For the steps below, the examples use the following scenario:

  • The cluster includes three yb-master servers: M1, M2, M3.
  • YB-Master server M1 failed and needs to be replaced.
  • A new YB-Master server (M4) will replace M1.
  • The default master RPC port is 7100

Note

If the master to be replaced is already dead (for example, the VM was terminated), perform the REMOVE step first, and then the ADD step.

Start the replacement YB-Master server in standby mode

To start yb-master in standby mode, set the --master_addresses flag to an empty string (""). When the --master_addresses is "", this master server starts without joining any existing master quorum. The node will be added to the master quorum in a later step.

./bin/yb-master --master_addresses="" --fs_data_dirs=<your data directories> [any other flags you would normally pass
 to this master process]

Add the replacement YB-Master server into the existing cluster

To add the new YB-Master server, run the yb-admin change_master_config ADD_SERVER command.

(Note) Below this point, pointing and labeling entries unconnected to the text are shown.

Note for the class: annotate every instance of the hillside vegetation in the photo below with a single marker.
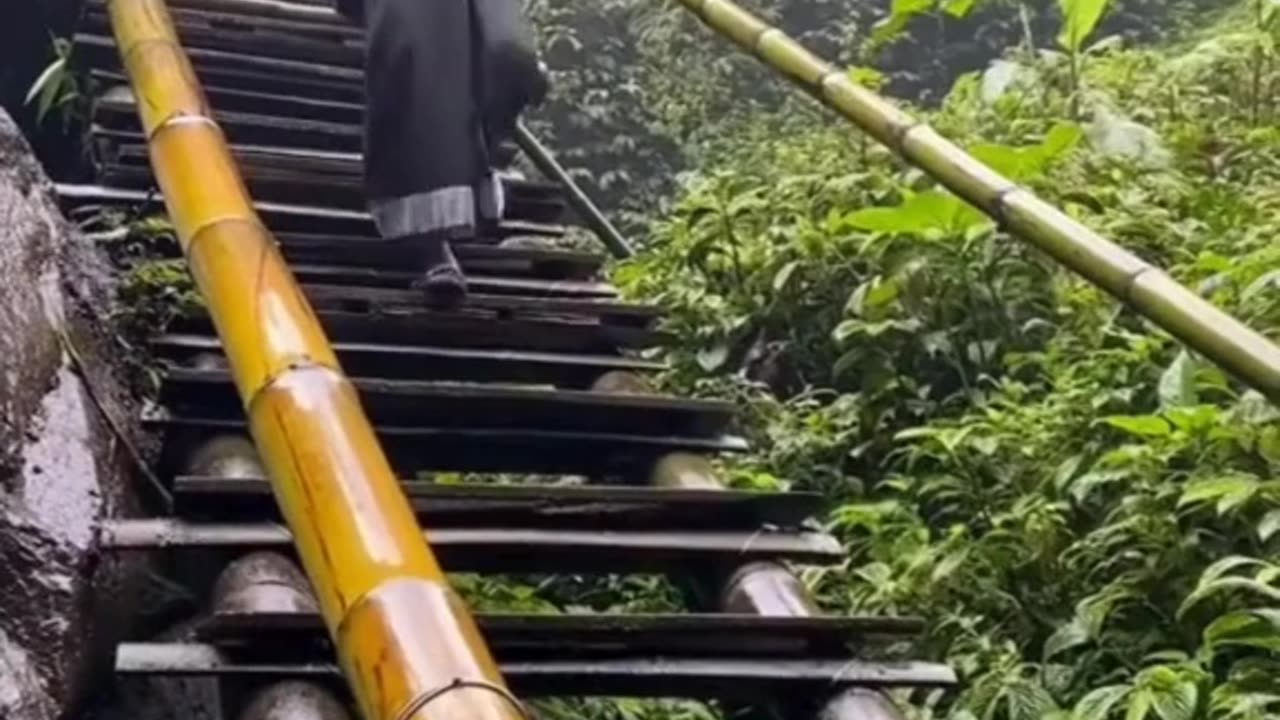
(1087, 515)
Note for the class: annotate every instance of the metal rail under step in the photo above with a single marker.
(279, 217)
(211, 393)
(510, 550)
(530, 505)
(475, 328)
(492, 450)
(735, 679)
(580, 636)
(408, 361)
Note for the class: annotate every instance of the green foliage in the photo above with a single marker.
(1087, 514)
(56, 91)
(1079, 19)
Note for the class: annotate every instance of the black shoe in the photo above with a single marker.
(442, 282)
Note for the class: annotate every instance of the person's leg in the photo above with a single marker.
(510, 74)
(424, 149)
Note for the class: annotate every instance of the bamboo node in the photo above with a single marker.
(428, 697)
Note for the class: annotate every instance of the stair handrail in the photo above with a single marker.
(1148, 290)
(406, 643)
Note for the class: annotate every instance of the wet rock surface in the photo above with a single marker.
(62, 468)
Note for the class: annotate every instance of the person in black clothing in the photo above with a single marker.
(444, 83)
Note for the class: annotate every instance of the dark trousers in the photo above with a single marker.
(446, 81)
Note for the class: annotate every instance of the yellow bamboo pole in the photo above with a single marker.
(1220, 337)
(407, 646)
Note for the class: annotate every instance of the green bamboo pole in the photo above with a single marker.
(577, 197)
(1148, 290)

./bin/yb-admin -master_addresses M1:7100,M2:7100,M3:7100 change_master_config ADD_SERVER M4 7100

Remove the failed YB-Master server from the cluster

To remove the failed YB-Master server from the cluster, use the yb-admin change_master_config REMOVE_SERVER command.

./yb-admin -master_addresses M1:7100,M2:7100,M3:7100,M4:7100 change_master_config REMOVE_SERVER M1 7100

Note

Make sure to specify all YB-Master addresses, including M4, to make sure that if M4 becomes the leader, then yb-admin can find it.

Validate cluster

Validate that your set of masters is now M2, M3 and M4 using:

yb-admin -master_addresses M2:7100,M3:7100,M4:7100 list_all_masters

Until #1542 is implemented, the TS will by default only know of whatever masters are encoded in the --tserver_master_addrs flag that they are started with.

If any one of those masters is still part of the active quorum, then they will propagate the new master quorum over via heartbeats. If, however, none of the current masters are present in the TS flag, then the TS will not be able to join the cluster!

So it is important to make sure to update --tserver_master_addrs on every TS to the new set of master addresses, M2:7100,M3:7100,M4:7100!